The two short-term special situations are the Chinese Yuan and the Japanese Yen, as represented by the WisdomTree Dreyfus Chinese Yuan Fund (NYSEARCA:CYB) and the same firm’s Japanese Yen Fund (JYF.) I invite you, as always, to conduct your own research and due diligence. Here is my logic for these two currencies:
China has gotten a free ride from the rest of the world for some time by keeping its currency under tight control. This makes Chinese goods more attractive to WalMart (NYSE:WMT), Target (NYSE:TGT) and every other US and European retailer. But it also shifts employment to China and away from other nations. My guess is that developed nations will face stubbornly high unemployment this summer as yet another high school and university graduating class hits the bricks in search of a real job. Faced with the conundrum of keeping consumers buying, thus increasing money in circulation and providing jobs in retail, or getting more people off the unemployment rolls, my guess is they will choose the latter. When that happens, protectionism will rear its ugly head and the Chinese will be forced to revalue the Yuan upward. It’s a simple premise (some will say simple-minded!) but I’m guessing the Chinese are smart enough to take half a loaf rather than be left with none.

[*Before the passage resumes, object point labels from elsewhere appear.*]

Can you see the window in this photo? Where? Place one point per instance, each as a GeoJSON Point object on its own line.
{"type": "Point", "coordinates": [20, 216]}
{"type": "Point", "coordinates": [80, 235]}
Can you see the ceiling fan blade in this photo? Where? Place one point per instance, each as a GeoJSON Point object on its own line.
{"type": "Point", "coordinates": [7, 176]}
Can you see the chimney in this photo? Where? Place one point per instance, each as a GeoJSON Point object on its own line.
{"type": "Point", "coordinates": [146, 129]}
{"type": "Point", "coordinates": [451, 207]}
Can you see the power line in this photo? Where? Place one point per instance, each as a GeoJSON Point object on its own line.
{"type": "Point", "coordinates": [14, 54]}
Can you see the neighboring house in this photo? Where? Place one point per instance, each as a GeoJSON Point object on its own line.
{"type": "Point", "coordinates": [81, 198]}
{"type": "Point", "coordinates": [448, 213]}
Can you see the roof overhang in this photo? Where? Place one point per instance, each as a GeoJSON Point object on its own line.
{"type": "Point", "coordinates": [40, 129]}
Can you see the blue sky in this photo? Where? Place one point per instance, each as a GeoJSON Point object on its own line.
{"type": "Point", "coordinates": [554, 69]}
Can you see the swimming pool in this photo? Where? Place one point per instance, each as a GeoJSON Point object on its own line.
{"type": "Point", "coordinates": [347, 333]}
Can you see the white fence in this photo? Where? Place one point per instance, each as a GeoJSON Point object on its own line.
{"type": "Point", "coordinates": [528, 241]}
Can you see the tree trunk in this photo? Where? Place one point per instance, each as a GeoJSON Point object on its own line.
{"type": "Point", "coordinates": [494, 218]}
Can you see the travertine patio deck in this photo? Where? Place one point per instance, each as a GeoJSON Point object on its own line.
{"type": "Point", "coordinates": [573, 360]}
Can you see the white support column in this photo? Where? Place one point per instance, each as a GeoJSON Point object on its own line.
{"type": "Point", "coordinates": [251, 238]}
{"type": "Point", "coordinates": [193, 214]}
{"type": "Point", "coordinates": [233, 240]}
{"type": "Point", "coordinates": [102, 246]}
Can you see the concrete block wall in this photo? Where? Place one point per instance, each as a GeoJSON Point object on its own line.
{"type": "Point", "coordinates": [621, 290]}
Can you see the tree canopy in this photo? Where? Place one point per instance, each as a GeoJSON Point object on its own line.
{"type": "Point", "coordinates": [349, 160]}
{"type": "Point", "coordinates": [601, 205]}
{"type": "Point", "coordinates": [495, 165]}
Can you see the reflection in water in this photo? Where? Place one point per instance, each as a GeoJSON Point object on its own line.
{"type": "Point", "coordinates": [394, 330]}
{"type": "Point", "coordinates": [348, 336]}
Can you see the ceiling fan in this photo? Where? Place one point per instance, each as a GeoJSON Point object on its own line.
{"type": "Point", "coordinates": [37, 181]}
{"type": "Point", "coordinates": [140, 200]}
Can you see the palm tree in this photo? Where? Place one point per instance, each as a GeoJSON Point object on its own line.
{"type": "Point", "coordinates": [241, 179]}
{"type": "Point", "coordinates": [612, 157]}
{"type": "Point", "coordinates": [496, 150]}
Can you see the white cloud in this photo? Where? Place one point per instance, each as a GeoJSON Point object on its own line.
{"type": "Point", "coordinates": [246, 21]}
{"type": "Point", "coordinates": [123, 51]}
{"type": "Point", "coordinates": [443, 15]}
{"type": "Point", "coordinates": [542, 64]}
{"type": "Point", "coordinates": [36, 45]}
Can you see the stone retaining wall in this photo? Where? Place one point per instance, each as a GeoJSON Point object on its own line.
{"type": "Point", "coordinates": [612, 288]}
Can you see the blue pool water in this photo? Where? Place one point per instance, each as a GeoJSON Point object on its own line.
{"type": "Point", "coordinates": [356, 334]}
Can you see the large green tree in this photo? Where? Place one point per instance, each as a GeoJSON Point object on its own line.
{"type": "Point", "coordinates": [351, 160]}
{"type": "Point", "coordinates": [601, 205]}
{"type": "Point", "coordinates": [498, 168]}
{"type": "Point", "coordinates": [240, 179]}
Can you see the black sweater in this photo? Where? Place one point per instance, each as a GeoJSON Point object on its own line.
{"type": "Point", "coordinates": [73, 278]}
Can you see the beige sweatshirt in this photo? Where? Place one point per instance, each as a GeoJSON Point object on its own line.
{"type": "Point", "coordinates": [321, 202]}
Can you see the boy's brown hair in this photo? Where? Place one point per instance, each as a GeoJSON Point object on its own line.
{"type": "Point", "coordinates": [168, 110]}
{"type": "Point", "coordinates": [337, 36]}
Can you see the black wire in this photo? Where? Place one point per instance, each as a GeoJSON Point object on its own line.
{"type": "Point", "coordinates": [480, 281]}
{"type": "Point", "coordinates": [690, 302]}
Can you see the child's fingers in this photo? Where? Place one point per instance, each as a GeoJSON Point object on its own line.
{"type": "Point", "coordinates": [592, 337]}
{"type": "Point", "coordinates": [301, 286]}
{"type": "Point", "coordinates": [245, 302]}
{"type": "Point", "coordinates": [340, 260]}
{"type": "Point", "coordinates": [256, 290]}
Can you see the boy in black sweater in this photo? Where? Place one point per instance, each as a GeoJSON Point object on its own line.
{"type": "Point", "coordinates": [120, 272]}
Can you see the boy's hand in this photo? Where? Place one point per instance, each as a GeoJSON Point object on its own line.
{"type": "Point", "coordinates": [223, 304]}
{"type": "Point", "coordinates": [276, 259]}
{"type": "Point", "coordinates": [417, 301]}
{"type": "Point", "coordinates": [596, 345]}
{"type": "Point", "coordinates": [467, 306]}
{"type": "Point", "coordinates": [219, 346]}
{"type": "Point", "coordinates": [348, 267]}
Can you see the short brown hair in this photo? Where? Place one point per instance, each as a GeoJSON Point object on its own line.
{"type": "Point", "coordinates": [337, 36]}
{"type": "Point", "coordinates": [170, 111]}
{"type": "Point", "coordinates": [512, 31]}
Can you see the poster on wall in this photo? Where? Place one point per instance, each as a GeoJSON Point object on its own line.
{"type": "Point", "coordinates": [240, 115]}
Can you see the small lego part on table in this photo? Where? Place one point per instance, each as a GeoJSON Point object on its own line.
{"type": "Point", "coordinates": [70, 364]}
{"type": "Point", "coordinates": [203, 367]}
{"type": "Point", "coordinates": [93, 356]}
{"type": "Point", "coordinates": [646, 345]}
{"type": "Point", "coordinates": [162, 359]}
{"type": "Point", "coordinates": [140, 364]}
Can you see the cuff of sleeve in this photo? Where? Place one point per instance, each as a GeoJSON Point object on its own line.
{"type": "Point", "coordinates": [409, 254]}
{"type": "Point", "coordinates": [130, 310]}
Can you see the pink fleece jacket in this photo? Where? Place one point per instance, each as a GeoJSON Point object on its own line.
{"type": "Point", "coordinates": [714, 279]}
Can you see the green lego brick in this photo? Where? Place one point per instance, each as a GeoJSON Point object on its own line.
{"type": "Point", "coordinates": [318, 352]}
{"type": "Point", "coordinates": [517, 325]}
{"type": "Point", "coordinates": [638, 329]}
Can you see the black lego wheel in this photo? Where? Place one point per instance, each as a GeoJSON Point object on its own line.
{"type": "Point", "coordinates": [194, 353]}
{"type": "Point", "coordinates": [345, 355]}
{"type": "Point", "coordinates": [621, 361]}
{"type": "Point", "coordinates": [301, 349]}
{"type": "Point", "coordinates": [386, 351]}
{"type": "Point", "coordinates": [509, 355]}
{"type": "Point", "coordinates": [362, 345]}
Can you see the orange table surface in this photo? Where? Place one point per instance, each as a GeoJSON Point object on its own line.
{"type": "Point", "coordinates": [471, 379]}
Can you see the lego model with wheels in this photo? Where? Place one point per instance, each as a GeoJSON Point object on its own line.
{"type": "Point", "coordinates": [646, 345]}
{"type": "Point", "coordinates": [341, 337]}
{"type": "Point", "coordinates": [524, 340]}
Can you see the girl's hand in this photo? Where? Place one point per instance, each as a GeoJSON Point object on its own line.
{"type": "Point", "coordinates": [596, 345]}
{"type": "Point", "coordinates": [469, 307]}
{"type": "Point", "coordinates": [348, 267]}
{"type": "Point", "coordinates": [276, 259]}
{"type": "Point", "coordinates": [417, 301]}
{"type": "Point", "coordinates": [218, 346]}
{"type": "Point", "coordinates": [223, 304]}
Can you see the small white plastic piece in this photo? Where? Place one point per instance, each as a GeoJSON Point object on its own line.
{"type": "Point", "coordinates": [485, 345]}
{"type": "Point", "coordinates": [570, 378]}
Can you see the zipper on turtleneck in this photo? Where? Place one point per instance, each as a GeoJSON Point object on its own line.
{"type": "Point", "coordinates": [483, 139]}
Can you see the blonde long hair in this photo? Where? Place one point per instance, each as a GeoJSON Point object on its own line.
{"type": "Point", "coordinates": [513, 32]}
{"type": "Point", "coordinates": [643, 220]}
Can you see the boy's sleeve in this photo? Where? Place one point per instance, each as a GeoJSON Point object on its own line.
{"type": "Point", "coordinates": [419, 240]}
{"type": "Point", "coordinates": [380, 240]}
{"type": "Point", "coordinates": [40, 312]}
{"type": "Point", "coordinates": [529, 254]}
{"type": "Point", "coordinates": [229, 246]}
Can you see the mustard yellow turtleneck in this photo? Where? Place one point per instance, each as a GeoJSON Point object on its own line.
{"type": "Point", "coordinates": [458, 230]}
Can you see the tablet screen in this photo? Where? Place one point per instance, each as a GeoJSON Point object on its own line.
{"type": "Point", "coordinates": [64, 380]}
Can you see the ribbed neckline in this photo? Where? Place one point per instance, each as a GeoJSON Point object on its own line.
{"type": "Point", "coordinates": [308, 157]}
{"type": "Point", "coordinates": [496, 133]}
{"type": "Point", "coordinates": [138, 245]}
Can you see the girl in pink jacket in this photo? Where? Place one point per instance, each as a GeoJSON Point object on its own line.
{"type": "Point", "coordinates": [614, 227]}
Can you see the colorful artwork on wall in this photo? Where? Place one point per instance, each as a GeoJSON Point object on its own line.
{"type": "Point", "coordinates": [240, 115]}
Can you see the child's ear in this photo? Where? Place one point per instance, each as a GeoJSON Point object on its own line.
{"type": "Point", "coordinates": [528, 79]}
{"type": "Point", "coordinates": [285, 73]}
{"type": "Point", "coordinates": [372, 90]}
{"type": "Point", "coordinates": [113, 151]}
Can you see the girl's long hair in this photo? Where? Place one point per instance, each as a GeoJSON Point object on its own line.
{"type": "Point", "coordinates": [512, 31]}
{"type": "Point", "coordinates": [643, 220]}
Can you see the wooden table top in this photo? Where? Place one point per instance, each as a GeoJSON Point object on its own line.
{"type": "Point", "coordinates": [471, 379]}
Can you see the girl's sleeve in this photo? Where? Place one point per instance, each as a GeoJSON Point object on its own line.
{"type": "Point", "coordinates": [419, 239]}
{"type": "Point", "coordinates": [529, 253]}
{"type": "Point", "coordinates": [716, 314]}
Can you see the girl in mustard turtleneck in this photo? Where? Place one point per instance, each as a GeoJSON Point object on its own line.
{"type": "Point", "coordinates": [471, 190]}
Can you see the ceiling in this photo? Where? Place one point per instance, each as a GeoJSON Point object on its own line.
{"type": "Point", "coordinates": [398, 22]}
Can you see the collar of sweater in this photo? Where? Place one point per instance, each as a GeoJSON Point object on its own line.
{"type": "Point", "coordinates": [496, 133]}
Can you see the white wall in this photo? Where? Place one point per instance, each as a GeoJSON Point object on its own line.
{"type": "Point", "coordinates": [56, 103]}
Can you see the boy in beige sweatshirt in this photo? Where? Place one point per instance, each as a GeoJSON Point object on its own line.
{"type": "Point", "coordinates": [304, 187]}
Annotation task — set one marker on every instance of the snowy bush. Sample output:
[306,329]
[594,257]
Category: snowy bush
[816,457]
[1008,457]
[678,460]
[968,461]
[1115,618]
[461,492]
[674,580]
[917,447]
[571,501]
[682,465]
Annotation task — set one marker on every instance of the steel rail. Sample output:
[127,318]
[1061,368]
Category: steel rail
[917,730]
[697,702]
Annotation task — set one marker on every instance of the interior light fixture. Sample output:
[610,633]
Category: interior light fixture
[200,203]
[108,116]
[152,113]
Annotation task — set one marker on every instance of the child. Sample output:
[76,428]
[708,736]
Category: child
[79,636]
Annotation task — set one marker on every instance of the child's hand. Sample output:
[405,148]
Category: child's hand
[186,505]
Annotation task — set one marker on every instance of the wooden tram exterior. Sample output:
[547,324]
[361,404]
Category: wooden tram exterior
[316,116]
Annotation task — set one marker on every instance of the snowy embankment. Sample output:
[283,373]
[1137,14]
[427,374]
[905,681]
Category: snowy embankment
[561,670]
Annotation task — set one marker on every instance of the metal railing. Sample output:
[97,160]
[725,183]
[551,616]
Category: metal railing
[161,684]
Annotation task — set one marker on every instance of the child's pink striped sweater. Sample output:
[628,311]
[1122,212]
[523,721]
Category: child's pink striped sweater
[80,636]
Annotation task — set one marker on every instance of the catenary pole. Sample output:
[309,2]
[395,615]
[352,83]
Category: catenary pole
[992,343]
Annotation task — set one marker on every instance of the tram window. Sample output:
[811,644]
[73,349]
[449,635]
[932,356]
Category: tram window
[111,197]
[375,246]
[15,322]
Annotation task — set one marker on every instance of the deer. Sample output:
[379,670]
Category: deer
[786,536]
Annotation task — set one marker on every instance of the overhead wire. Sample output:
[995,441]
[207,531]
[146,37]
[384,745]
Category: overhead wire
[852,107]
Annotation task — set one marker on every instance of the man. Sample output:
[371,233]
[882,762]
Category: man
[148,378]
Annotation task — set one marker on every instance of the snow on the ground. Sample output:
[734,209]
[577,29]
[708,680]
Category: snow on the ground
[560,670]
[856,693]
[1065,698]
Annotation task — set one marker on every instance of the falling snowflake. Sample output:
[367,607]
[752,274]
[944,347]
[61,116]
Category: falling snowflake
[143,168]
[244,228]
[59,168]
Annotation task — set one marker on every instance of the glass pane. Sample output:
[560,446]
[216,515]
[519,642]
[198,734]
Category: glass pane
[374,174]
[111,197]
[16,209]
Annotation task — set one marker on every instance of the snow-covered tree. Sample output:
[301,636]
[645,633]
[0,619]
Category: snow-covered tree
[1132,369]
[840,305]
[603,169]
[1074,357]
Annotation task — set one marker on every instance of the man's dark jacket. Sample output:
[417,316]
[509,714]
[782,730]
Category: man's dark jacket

My conclusion regarding the Japanese Yen is even simpler. With almost no one believing the Japanese economy will ever rebound, and comparisons to Greece (with Japan theoretically twice as indebted as the Greeks) running rampant, it may be time to take a contrary position. The difference between Greek and Japanese debt is that Greece owes other nations by and large, whereas – by and large – Japan owes its own citizens. The latter are less likely to “foreclose” upon themselves. Geographically-tiny Japan is still the world’s second-largest economy, still is home to some of the most innovative companies on the planet, still has some of the most dedicated workers and, if I’m not mistaken, has more investments in China than any other nation. I’m just not ready to write them off…
For the longer term, I am a buyer of both the Aussie and Canadian Dollar, the former via the CurrencyShares Australian Dollar Trust (NYSEARCA:FXA) and the latter with the CurrencyShares Canadian Dollar Trust (NYSEARCA:FXC). Neither are cheap but, then, these are long-term plays. My investment premise here is that these are two nations with massive natural resources relative to the size of their populations. They produce and will continue to produce far more oil, natural gas, gold, coal, silver, copper and every other store-of-value resource than they can possibly use at home. And each sits smack-dab next to the biggest possible group of consumers of these resources. Canada has the US a short train, truck, pipeline or electrical transmission line away, and Australia has Japan, China and India roughly equidistant from its shores. Stunningly high per capita resources geographically convenient to the nations that desperately need these resources.
Could any two nations be in a more golden catbird seat going forward? (I’m hoping someone comments that, yes, there are, because I’d be quite willing to consider those currencies, as well!) In addition to owning for our clients a number of Canadian and Australian companies, with earnings denominated in those currencies, I’m also making a long-term bet that the currencies themselves will rise relative to the US Dollar. You probably diversify across US asset classes already. In this Brave New World, I suggest you will need to diversify across currencies, as well. This is the easiest way I know to do so.
Author's Disclosure: We and / or clients for whom it is appropriate are long CYB, JYF, FXA and/or FXC.